SCENE 5

Enter Jacob.

JACOB. Ha! ha, ha, ha, ha, ha, ha! My brother may be a very learned man, but he is a great simpleton for all that.

NILLE. You wicked rascal! Do you call your brother a simpleton?

JACOB. I really don't know what I ought to call such a thing, little mother. It rained until it poured, and yet he let me walk along behind him with the cloak on my arm.

JEPPE. Couldn't you have been civil enough to have said, "Mossur, it is raining. Won't you put on your cloak?"

JACOB. It seems to me, little father, it would have been very strange for me to say to the person whose parents had spent so much money upon him to teach him wisdom and cleverness, when so much rain was falling on him that he was wet to his shirt, "It is raining, sir; won't you put on your cloak?" He had no need of my warning; the rain gave him warning enough.

JEPPE. Did you walk the whole way, then, with the cloak on your arm?

JACOB. Marry, I did not; I wrapped myself up comfortably in the cloak; so my clothes are perfectly dry. I understand that sort of thing better than he, though I've not spent so much money learning wisdom. I grasped it at once, although I don't know one Latin letter from another.

JEPPE. Your brother was plunged in thought, as deeply learned folk usually are.

JACOB. Ha, ha! the devil split such learning!

JEPPE. Shut up, you rogue, or shame on your mouth! What does it matter if your brother is absent-minded about such things as that, when in so many other matters he displays his wisdom and the fruit of his studies?

JACOB. Fruit of his studies! I shall tell you what happened next on our trip. When we came to Jeronimus's gate, he went right to the side where the watch-dog stood, and he would have had his learned legs well caulked if I had not dragged him to the other side; for watch-dogs are no respecters of persons: they measure all strangers with the same stick, and bite at random whatever legs they get hold of, whether Greek or Latin. When he entered the court, Mossur Rasmus Berg absent-mindedly went into the stable and shouted, "Hey, is Jeronimus at home?" But the cows all turned their tails to him and none of them would answer a word. I am certain that if any of them could have talked, they would have said, "What a confounded lunk-head that lad must be!"
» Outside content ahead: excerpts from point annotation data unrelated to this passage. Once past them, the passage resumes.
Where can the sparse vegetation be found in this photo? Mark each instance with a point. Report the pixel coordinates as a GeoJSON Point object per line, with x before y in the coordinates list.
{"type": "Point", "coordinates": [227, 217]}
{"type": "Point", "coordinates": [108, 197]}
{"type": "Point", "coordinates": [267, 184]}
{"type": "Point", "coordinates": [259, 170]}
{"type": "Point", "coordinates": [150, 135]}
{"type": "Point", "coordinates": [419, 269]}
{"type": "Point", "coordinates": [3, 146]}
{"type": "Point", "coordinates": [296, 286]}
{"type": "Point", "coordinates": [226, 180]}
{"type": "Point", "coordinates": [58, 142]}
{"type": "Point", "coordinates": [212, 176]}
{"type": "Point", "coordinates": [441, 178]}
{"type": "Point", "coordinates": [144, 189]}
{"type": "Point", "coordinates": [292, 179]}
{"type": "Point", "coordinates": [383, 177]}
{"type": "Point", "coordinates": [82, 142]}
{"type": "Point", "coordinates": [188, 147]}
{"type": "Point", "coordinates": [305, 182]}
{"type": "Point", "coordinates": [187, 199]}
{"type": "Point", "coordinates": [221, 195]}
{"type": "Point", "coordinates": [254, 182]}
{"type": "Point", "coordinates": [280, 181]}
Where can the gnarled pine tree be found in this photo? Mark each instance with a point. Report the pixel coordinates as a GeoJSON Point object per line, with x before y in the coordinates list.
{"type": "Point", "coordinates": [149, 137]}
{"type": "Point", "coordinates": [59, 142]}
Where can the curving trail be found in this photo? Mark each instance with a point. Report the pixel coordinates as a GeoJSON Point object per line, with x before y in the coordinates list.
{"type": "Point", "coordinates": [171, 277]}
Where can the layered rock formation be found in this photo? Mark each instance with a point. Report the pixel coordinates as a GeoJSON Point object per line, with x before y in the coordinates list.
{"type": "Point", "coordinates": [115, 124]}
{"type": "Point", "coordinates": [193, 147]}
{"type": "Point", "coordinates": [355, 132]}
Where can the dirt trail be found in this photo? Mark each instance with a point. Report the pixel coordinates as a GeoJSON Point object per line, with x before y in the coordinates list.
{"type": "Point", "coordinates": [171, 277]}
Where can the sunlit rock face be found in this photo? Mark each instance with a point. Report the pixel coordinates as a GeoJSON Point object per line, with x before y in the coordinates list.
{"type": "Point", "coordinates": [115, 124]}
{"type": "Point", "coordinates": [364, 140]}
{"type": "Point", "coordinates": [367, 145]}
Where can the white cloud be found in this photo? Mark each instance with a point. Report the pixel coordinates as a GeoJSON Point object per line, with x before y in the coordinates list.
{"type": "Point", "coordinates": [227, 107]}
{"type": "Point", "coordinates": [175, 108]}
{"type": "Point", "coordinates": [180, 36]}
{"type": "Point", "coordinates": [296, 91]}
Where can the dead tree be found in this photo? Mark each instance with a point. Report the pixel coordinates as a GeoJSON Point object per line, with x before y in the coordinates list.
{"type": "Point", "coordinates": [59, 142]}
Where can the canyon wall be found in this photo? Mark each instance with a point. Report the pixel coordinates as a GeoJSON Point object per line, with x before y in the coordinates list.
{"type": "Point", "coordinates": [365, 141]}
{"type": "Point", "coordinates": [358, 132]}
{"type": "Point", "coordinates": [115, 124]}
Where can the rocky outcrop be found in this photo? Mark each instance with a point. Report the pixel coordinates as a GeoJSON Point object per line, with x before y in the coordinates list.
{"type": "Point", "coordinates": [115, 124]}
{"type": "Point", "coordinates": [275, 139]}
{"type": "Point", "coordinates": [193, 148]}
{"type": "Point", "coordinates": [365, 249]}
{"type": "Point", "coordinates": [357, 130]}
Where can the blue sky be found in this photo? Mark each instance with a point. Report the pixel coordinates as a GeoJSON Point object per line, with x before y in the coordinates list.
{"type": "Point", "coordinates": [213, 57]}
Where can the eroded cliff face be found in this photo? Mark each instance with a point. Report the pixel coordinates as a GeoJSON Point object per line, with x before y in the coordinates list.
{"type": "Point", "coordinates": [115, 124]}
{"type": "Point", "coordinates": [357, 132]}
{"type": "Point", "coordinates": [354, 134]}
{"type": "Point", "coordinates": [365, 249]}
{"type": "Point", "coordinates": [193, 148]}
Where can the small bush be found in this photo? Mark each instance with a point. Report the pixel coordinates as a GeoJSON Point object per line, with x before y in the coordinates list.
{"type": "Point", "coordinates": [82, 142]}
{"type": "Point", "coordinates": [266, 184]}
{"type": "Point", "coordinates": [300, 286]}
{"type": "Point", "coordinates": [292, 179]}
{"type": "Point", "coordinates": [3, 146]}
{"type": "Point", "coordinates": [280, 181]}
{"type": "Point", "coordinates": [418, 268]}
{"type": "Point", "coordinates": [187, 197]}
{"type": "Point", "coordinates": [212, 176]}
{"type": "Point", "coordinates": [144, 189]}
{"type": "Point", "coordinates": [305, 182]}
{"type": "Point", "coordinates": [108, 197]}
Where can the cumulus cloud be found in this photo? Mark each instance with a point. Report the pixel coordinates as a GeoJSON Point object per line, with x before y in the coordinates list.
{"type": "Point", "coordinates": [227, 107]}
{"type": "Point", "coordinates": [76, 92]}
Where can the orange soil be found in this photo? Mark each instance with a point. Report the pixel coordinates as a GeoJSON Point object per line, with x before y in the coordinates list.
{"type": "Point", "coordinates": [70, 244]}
NILLE. Oh, my dear husband, can you stand hearing him use such language?

JEPPE. Jacob, you will get into trouble if you talk like that any more.

JACOB. Little father ought rather to thank me, for I set him to rights and took him out of the stable toward the house. Just think what might happen to such a lad if he should go on a long journey alone; for I'm sure that if I had not been with him, he would have been standing in the stable yet, gazing at the cows' tails, from sheer learning.

JEPPE. A plague on your impudent mouth!

[Jacob runs off, Jeppe after him.

NILLE. The confounded rogue!—I have sent word to the bailiff and the deacon, so that my son can have some one to dispute with when he comes back.